One of the most frequently misunderstood provisions of naturalization is the timing eligibility. While the vast majority of lawful permanent residents must apply after five years continuous residence, the immigration law also provides that some spouses of U.S. Citizens may apply after only three years. In general, the permanent resident spouse must demonstrate, among other things, that he/she has been a resident for three years; been physically present within the United States for at least half that time; and been living in marital union with the US citizen spouse for at least three years before filing. What happens though if a lawful permanent resident is abused by his/her citizen spouse? Or what if someone is granted lawful permanent residence after demonstrating that he/she has been the subject of abuse through a Violence Against Women (“VAWA”) petition (filed on the I-360)? How does the immigration law treat these classes of people with respect to when they apply for naturalization?

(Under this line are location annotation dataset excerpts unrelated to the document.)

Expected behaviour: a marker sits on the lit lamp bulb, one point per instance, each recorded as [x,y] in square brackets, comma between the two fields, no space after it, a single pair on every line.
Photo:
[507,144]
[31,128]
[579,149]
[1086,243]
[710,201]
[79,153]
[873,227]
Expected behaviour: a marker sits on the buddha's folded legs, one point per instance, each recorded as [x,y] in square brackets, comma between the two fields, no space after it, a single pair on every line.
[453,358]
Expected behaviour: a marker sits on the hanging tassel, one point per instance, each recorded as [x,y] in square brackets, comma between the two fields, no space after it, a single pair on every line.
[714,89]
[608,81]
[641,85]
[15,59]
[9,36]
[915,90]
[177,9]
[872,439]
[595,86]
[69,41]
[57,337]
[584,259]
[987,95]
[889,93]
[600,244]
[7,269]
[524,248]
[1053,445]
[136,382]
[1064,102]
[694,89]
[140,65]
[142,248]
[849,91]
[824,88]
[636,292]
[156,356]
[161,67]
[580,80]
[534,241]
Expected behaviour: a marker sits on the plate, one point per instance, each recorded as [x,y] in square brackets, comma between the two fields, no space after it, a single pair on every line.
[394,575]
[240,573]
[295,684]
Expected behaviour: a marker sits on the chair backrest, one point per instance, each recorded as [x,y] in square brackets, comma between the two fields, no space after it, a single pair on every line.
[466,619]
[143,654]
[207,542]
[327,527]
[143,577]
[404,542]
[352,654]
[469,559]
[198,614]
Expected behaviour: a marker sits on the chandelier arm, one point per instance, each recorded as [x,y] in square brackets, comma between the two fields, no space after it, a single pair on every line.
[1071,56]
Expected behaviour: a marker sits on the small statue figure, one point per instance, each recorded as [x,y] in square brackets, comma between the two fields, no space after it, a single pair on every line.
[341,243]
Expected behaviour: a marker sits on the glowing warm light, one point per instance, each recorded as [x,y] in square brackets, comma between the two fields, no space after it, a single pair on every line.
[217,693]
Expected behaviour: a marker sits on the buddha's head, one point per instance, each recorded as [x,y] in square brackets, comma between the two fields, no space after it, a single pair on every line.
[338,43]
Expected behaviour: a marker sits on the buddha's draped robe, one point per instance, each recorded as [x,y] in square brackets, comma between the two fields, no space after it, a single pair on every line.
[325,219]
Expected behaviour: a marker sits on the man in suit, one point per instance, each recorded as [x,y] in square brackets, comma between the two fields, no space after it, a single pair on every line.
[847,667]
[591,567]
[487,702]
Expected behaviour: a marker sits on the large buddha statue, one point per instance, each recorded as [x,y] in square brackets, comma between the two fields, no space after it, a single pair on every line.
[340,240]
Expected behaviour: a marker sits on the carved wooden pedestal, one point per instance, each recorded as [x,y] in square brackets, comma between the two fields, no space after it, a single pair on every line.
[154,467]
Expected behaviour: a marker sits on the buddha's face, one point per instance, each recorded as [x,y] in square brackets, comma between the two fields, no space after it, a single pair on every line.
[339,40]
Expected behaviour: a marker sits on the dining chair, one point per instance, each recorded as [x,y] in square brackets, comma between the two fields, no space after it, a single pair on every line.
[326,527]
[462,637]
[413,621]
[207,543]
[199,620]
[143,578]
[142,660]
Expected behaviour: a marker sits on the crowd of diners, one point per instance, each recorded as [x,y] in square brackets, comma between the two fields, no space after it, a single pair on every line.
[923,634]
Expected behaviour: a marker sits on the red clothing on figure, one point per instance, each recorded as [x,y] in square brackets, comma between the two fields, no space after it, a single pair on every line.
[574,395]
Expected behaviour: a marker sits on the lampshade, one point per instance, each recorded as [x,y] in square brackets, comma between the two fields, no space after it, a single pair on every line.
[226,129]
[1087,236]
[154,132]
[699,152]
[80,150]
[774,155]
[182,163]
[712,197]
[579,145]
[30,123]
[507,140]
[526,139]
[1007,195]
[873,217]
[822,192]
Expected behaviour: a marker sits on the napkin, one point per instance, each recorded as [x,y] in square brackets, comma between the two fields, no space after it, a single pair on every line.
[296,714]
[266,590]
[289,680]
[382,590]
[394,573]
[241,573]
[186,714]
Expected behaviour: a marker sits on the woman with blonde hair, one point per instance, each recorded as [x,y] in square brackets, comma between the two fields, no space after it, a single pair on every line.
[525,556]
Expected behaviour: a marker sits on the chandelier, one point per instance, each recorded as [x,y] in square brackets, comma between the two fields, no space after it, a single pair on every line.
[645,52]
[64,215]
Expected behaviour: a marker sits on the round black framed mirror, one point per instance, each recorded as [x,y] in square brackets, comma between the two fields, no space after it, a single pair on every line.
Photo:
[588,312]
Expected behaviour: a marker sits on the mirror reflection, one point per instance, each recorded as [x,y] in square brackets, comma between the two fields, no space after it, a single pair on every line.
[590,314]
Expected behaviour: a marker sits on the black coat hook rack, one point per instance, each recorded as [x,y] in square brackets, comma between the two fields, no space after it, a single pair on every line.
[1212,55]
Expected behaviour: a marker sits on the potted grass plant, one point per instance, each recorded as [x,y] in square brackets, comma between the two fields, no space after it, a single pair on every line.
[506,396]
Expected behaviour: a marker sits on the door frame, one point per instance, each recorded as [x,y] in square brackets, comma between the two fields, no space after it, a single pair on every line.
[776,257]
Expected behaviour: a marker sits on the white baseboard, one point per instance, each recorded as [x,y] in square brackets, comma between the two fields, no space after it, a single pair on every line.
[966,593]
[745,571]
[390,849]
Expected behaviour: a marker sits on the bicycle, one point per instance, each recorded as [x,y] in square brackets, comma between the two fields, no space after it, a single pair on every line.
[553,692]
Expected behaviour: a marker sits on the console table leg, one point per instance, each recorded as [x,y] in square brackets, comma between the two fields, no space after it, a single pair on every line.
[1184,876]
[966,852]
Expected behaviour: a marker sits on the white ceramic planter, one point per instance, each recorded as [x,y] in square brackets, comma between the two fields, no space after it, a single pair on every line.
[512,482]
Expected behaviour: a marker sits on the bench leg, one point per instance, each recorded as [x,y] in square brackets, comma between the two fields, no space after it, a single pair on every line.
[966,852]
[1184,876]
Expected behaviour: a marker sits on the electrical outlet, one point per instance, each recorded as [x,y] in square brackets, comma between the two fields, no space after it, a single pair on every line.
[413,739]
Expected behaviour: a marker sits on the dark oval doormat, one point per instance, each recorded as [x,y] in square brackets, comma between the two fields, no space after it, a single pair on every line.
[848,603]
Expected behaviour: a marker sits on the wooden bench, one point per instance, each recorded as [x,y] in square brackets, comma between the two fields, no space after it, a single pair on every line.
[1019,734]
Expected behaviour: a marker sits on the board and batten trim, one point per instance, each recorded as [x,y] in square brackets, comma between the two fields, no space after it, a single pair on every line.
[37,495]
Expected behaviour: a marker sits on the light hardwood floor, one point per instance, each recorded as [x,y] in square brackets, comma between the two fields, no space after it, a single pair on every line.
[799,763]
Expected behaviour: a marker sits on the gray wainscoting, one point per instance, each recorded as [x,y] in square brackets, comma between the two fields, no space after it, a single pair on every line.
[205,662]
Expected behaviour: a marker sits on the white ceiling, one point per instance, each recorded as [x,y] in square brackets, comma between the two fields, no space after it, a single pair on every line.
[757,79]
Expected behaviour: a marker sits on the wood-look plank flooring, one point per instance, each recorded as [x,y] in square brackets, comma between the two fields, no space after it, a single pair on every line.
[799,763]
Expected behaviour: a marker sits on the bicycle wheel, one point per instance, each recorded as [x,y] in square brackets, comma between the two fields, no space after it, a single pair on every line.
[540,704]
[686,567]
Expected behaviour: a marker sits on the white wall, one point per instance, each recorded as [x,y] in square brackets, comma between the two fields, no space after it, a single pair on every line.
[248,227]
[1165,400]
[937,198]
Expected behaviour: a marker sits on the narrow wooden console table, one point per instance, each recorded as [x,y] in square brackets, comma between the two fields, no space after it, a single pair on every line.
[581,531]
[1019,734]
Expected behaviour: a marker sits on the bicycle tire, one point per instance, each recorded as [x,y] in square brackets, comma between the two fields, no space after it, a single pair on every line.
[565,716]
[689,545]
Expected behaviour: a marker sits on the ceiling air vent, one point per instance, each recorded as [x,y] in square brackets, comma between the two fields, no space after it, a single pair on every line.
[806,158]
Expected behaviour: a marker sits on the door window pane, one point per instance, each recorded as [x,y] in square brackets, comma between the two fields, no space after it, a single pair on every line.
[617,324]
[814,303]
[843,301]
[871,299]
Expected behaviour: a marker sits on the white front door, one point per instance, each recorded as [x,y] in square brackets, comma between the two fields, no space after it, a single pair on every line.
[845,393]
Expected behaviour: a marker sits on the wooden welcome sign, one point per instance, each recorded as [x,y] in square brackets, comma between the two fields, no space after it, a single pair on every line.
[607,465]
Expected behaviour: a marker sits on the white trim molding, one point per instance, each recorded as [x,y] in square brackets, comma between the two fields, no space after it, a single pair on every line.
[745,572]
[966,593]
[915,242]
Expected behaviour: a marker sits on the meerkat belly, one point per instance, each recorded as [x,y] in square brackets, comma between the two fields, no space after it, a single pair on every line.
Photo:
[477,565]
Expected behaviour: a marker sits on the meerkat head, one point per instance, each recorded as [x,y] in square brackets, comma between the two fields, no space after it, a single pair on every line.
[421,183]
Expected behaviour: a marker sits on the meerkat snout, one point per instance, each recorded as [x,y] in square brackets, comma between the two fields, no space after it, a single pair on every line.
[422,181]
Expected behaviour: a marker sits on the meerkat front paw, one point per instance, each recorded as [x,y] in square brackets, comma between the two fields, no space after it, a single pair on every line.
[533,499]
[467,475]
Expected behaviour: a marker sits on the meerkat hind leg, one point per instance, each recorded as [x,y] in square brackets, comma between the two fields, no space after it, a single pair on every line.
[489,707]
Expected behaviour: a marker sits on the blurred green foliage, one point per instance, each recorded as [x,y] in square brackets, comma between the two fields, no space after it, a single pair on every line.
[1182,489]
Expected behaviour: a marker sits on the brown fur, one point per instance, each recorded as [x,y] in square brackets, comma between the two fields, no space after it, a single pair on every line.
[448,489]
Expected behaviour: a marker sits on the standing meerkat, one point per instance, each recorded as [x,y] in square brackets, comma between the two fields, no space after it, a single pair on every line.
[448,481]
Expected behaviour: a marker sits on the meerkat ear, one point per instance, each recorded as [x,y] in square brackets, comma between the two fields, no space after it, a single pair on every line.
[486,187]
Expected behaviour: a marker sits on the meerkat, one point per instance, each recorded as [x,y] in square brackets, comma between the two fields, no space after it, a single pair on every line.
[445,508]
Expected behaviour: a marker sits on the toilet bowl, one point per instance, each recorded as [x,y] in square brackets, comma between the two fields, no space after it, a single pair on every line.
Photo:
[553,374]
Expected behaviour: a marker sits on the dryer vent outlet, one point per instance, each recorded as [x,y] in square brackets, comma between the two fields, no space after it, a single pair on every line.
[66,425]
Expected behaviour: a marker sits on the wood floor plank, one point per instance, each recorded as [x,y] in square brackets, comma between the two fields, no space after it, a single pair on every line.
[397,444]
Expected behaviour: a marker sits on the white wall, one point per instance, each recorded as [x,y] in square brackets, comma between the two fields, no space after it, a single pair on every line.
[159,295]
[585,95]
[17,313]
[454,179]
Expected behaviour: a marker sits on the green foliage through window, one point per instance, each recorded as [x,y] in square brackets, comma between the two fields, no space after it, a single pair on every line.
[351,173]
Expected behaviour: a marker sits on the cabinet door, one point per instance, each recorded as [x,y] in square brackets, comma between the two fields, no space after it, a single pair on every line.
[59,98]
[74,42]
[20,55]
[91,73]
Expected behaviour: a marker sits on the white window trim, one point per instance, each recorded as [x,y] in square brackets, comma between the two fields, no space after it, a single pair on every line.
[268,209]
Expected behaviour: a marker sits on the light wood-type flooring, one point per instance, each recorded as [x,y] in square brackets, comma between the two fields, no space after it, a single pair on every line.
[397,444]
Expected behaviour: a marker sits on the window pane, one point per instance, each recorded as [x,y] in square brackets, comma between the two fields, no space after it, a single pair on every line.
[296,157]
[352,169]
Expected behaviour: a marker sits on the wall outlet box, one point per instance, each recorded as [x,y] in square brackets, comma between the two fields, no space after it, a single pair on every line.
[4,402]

Fortunately, the USCIS does recognize that individuals in these types of situations should not be penalized on account of their abusive spouses/ex-spouses. INA Section 319(a) was amended through the Victims of Trafficking and Violence Protection Act of 2000 to allow spouses and ex-spouses who have obtained green cards, on the basis of being battered or the victim of extreme cruelty by their marital partner, to apply after three years. In order to be eligible, the applicant must have procured permanent residence through either
•· An approved I-360 petition as the spouse of a U.S. Citizen
•· An approved I-360 petition as the spouse of a lawful permanent resident if the abusive spouse naturalizes after the petition has been approved
•· Cancellation of removal based on battery or extreme cruelty
•· An approved I-751 waiver to remove conditions on residence if the marriage was entered into good faith and the foreign spouse was subject to battery or extreme cruelty by the US Citizen or LPR spouse
An individual who falls into any of above classes is specifically exempted from the requirement of living “in marital union” with the US Citizen spouse for at least three years. To require otherwise would be counterintuitive and essentially penalize abused green card holders from filing self-petitions on account of their abusive partners. However, it is important to note that the applicant must otherwise meet all the other requirements for naturalization, including passing the English and civics portions of the test. Additionally, the applicant must still satisfy the physical presence and continuous residence requirements and show good moral character for the three years in question. If the applicant has poor proficiency with English; lacks knowledge of American history; has any criminal charge; or has taken long trips (180 days or more is a flag), an application for naturalization may be problematic. Furthermore, an immigration service officer (ISO) will likely review the applicant’s “alien file” or “A file” to determine how the applicant procured residence, especially if one is applying on this basis. If there are any irregularities or issues in terms of how the applicant secured permanent residence (ie., the application was improvidently granted or misrepresentations were made), it would be prudent to consult with an attorney before rushing to file an application.
The above is general information only and not to be relied upon as legal advice. It does not create an attorney client relationship nor should it be relied upon as advice in lieu of consultation with an attorney.